Jakarta Police chief Insp. Gen. Makbul Padmanagara claimed
that a broken close-circuit television camera near the blast site
had hampered the investigation.
"One of the cameras close to the blast site was out of order,"
said Makbul.
Commenting on a black cap found at the blast site, Makbul said
the police had failed to identify its owner.
Police have questioned more than 10 witnesses.
Makbul said that it was difficult to obtain clues from the
fingerprints found at the blast site because it was a busy area
and many had been found.
Effendi, the technical operations manager of airport
management firm PT Angkasa Pura II, told The Jakarta Post on
Tuesday that the domestic terminal was often teeming with people.
He said that 11,000 to 12,000 passengers departed on domestic
flights every day. About 7,000 of them depart from Departure
Terminal F, where the explosion occurred.
The police have vowed to tighten security at the airport.
Separately, chief of the National Police Criminal
Investigations Directorate Comr. Gen.
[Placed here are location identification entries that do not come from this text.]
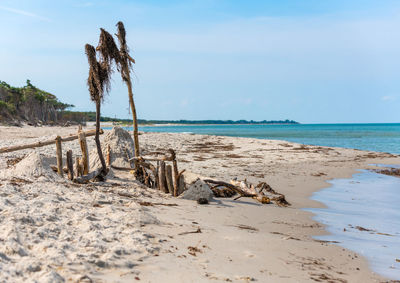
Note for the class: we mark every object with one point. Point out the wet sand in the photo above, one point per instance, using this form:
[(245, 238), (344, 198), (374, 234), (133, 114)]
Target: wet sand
[(239, 240)]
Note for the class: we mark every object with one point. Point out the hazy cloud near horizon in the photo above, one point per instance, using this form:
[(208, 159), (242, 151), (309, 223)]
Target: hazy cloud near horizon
[(217, 59)]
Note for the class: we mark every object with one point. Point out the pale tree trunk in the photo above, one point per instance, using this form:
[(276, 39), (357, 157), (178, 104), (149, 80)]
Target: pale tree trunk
[(97, 139), (134, 116)]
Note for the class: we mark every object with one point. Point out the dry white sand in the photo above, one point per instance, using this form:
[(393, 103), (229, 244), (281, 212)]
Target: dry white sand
[(54, 231)]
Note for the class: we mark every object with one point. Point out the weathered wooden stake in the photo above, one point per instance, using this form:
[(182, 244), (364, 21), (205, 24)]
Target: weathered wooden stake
[(85, 152), (108, 155), (59, 156), (170, 183), (77, 167), (161, 180), (181, 185), (176, 177), (70, 165)]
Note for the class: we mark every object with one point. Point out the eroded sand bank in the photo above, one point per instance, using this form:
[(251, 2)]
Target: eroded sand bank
[(51, 229)]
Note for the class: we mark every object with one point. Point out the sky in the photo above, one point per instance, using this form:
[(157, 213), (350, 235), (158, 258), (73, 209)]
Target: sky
[(313, 61)]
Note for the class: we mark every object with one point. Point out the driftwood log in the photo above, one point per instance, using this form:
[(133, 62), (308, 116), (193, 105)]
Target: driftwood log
[(242, 193), (86, 178), (45, 143), (59, 156)]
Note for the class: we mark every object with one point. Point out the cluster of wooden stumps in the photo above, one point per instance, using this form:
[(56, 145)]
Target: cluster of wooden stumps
[(163, 176), (81, 172)]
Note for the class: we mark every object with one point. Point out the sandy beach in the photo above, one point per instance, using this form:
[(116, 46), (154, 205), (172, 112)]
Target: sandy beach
[(52, 230)]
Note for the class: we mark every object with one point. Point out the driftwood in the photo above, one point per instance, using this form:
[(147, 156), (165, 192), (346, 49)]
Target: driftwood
[(108, 155), (70, 165), (168, 175), (85, 151), (78, 167), (242, 193), (175, 172), (181, 184), (86, 178), (45, 143), (59, 156)]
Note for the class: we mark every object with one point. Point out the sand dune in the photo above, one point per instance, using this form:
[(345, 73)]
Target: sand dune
[(118, 231)]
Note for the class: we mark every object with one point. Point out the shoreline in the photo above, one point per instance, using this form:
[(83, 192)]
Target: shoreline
[(348, 220), (289, 168)]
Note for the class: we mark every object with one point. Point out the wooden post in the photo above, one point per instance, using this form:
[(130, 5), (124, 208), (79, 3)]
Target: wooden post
[(77, 167), (59, 156), (181, 184), (170, 183), (161, 180), (85, 152), (70, 165), (176, 177), (108, 155)]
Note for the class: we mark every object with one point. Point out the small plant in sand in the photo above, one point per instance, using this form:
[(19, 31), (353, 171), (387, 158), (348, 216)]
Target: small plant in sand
[(98, 83)]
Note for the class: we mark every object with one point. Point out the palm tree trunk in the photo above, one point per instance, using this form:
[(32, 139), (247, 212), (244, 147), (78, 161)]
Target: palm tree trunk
[(97, 139), (134, 117)]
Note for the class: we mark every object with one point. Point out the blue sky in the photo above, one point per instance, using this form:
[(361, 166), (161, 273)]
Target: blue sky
[(313, 61)]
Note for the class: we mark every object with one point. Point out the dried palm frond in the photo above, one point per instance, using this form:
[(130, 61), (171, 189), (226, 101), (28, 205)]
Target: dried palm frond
[(126, 59), (108, 50), (99, 75)]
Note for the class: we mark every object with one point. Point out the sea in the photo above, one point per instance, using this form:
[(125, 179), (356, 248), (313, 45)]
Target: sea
[(374, 137), (361, 213)]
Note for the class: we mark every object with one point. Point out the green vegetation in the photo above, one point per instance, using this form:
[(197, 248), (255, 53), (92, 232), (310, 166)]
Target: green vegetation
[(29, 103)]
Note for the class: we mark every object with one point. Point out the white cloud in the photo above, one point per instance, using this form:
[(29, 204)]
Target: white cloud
[(388, 98), (24, 13)]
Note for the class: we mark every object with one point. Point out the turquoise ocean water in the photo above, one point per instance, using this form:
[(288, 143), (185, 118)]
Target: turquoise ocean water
[(375, 137), (368, 200)]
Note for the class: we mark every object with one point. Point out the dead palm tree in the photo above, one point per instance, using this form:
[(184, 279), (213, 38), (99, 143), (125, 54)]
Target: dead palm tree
[(98, 83), (125, 65)]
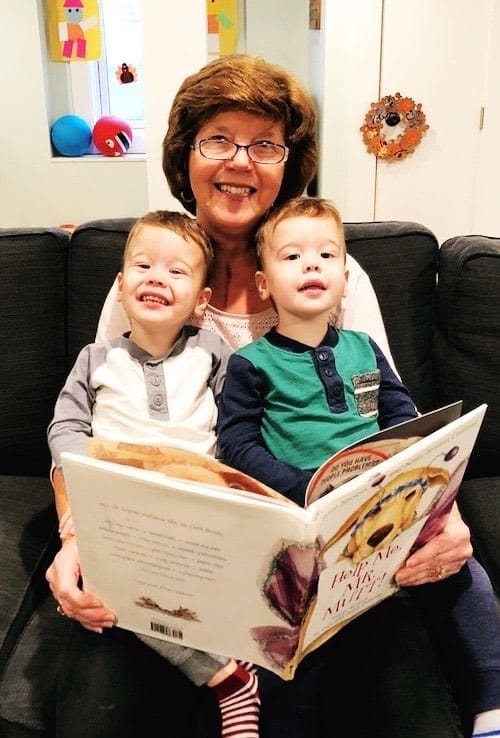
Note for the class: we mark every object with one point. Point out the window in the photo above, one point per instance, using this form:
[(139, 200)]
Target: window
[(114, 85)]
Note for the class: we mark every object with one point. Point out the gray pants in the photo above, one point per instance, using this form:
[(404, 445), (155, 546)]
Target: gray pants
[(198, 666)]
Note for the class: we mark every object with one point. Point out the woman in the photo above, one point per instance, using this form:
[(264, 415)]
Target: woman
[(241, 139)]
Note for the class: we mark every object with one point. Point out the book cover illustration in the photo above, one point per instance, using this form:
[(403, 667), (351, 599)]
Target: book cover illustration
[(229, 566)]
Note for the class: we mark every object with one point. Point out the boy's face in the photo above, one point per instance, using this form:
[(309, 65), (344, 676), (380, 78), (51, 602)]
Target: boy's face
[(162, 279), (304, 267)]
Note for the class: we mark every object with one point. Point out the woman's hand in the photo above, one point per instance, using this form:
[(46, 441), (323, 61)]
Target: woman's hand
[(443, 555), (63, 576)]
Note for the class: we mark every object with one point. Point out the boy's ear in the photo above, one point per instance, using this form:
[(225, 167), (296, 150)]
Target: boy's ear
[(202, 301), (261, 282)]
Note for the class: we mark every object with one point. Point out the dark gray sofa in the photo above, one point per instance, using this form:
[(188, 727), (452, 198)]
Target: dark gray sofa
[(442, 312)]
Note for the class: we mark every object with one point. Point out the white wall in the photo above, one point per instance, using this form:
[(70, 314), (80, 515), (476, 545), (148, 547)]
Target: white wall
[(435, 51)]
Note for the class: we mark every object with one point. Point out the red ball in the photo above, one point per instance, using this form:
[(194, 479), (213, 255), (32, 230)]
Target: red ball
[(112, 136)]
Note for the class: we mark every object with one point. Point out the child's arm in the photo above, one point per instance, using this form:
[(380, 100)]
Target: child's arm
[(66, 529), (239, 433), (71, 425), (394, 402)]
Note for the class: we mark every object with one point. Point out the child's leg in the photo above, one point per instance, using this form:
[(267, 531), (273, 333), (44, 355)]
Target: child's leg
[(234, 685), (461, 613)]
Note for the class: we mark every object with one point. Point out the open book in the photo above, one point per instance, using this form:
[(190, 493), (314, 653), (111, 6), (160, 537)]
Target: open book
[(219, 562)]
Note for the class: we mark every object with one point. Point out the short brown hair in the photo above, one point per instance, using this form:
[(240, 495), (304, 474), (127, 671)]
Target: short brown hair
[(311, 207), (184, 226), (254, 85)]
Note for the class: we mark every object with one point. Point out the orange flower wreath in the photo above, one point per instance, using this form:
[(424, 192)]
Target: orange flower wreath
[(390, 111)]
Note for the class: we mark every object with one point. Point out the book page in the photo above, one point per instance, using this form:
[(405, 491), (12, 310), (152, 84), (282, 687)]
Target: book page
[(179, 560)]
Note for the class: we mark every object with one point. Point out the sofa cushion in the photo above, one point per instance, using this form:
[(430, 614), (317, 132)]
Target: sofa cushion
[(479, 501), (401, 260), (27, 545), (33, 341), (94, 260), (467, 338)]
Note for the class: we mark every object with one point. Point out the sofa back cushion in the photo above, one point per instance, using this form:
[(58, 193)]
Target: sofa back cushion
[(467, 338), (401, 260), (33, 341), (94, 261)]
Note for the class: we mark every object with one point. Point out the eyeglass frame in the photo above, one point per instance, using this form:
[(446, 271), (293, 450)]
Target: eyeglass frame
[(196, 146)]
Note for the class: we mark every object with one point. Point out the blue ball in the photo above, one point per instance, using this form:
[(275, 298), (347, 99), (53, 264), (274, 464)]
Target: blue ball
[(71, 135)]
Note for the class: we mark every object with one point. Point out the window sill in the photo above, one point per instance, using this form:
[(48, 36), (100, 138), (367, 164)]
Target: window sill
[(98, 158)]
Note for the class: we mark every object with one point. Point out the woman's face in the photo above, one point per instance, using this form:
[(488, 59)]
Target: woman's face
[(232, 195)]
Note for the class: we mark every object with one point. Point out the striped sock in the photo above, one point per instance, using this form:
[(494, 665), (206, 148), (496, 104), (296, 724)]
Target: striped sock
[(248, 666), (239, 701)]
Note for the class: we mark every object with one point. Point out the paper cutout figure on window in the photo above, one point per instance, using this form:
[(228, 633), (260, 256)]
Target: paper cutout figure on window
[(126, 73), (222, 27), (73, 28)]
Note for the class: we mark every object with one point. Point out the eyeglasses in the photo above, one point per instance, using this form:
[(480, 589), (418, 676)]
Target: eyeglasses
[(263, 152)]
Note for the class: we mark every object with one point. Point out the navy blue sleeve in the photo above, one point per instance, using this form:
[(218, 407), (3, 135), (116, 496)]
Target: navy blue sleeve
[(394, 403), (239, 432)]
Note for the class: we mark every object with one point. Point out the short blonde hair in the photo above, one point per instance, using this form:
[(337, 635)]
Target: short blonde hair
[(253, 85), (310, 207), (182, 224)]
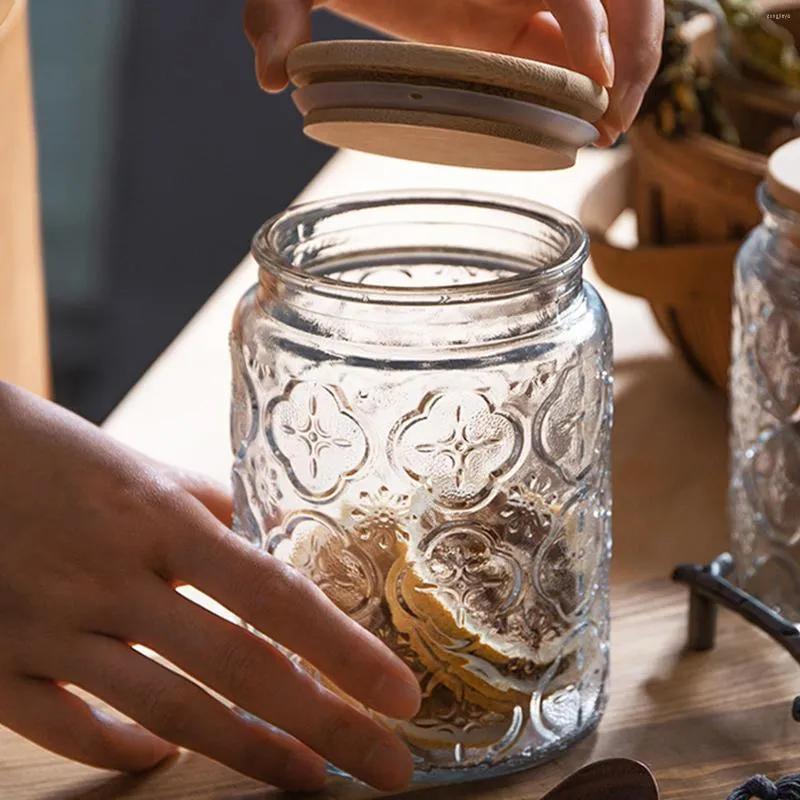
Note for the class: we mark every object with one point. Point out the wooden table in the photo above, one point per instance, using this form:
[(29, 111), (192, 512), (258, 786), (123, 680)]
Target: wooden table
[(703, 722)]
Erwin Mappaseng said that
there were indications that the bombings at the airport, behind
the UN office in Jakarta and at Medan City Hall were planned by
the same people.
"From the facts we gathered from the crime scenes, we assume
that the bombings were executed by the same person(s)," he said
on the sidelines of the opening ceremony of the second Bali
Ministerial Conference on People Smuggling, Trafficking in
Persons and Related Translational Crime.
He shared the opinion of National Police chief Gen. Da'i
Bachtiar that the Free Aceh Movement (GAM) could be behind the
explosions.
He also stressed that the police did not find any similarities
between the explosion in Bali and the three other explosions.
A criminologist from the University of Indonesia, Erlangga
Masdiana, warned the police not to dismiss the possibility that
the bomb attacks at Soekarno-Hatta Airport and other places could
have been committed by different groups.
"The police must be professional and uncover the brains behind
the string of bombings in the country, not only the executors but
also the masterminds," said Erlangga.
Otherwise, Erlangga said, explosions would continue
nationwide.
Erlangga warned that if the police failed to solve the
bombings, the public would become desensitized to violence and
terror.
"It's really alarming as people will become desensitized to
violence or the threat of terror," Erlangga said.
If the public were to become apathetic toward violence and
terror, Erlangga said, it could create a breeding ground for
anarchy.
The airport bomb was the fourth explosion in the capital this
year. In addition to the one behind the UN office, two low-yield
devices exploded in February this year: one at Wisma Bhayangkari
at the National Police Headquarters in South Jakarta and another
in an empty field in Cakung, East Jakarta.